Emerge da una analisi della Coldiretti presentata in occasione del World Pasta Day a Tuttofood a Milano dove sono presenti agricoltori e industriali per celebrare l’appuntamento.

In Italia si producono 3,9 milioni di tonnellate di pasta con una filiera che conta 120 imprese, oltre 10mila addetti e quasi 200mila aziende agricole italiane impegnate a fornire grano duro di altissima qualità.

Nel corso del tempo sono aumentati anche i formati della pasta che sono ormai arrivati a quota 300, mentre alle varietà tradizionali si sono aggiunte quelle fatte con l’integrale, il gluten free, quelle con farine alternative e legumi.

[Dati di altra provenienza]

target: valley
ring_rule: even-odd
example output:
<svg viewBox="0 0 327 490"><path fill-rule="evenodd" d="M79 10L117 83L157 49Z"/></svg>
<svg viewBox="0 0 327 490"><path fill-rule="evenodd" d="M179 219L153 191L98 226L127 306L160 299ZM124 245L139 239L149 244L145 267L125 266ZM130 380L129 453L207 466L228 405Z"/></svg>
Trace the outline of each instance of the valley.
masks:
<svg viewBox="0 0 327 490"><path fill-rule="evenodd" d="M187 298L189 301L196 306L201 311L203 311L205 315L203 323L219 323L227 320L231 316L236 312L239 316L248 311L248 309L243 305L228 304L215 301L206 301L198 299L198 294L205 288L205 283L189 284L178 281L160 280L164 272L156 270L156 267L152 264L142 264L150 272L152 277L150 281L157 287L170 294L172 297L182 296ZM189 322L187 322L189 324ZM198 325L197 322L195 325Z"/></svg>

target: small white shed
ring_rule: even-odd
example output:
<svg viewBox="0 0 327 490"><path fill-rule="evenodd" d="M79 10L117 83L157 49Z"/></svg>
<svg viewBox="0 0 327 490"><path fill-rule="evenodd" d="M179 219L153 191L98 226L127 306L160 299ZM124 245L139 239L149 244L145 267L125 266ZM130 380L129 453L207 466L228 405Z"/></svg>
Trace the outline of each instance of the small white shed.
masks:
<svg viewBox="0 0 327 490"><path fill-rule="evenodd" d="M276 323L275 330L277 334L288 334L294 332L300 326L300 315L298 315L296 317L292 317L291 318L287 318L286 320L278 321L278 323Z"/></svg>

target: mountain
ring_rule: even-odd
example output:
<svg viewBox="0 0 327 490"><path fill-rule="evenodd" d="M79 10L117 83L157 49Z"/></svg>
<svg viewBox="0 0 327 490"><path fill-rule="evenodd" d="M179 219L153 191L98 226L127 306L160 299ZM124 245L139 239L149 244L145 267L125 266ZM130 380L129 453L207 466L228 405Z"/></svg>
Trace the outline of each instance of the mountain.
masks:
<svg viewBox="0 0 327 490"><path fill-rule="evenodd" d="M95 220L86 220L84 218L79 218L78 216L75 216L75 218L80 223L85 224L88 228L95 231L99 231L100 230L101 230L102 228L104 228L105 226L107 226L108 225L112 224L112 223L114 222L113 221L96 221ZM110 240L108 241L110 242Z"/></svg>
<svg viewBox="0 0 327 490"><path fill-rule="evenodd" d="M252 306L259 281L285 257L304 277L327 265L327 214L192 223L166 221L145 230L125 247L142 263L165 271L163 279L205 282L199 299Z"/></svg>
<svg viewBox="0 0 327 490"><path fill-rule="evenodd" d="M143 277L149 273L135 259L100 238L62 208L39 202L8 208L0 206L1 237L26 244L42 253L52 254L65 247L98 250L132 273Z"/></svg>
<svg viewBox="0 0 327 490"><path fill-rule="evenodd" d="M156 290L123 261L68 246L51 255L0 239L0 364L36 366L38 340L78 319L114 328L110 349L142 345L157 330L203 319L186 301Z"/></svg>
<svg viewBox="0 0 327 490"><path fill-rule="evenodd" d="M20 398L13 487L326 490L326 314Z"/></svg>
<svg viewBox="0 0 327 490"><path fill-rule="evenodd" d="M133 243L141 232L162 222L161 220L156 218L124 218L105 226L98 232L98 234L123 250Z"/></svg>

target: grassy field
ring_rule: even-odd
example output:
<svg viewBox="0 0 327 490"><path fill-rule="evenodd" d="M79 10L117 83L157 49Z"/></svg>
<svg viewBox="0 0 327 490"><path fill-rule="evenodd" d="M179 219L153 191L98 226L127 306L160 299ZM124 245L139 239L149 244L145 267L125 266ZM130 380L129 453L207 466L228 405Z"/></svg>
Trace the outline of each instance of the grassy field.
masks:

La ricerca del Made in Italy ha condotto anche alla riscoperta di grani antichi, riportando nel piatto il Senatore Cappelli, la Timilia, il Saragolla e altre varietà che hanno fatto la storia del Paese a tavola.

Ma con la pandemia gli italiani sono tornati anche a fare la pasta in casa con quattro famiglie su dieci (41%) che nel 2021 si sono cimentate con il mattarello sotto la spinta del ritorno alla tradizione e del maggior tempo trascorso tra le mura domestiche, secondo un’analisi Coldiretti/Ixe’.

Anche grazie a questo trend l’Italia resta il Paese con il più elevato consumo di pasta per un quantitativo di 23,5 chilogrammi a testa contro i 17 chili della Tunisia, seconda in questa speciale classifica seguita da Venezuela (15 chili), Grecia (12 chili), Cile (9,4 chili), Stati Uniti (8,8 chili), Argentina e Turchia a pari merito (8,7 chili)

All`estero finisce oltre la metà (il 62%) della produzione nazionale di pasta.

In testa alla classifica dei principali clienti si piazza la Germania, davanti a Stati Uniti, Francia, Gran Bretagna e Giappone, cinque paesi che assorbono da soli oltre metà dell`export, mentre i mercati in più rapida crescita sono Cina, Canada, Spagna e Arabia Saudita. Nel 2021 le esportazioni di pasta tricolore raggiungeranno il valore di 2,9 miliardi, con un aumento del 7% rispetto al periodo pre Covid.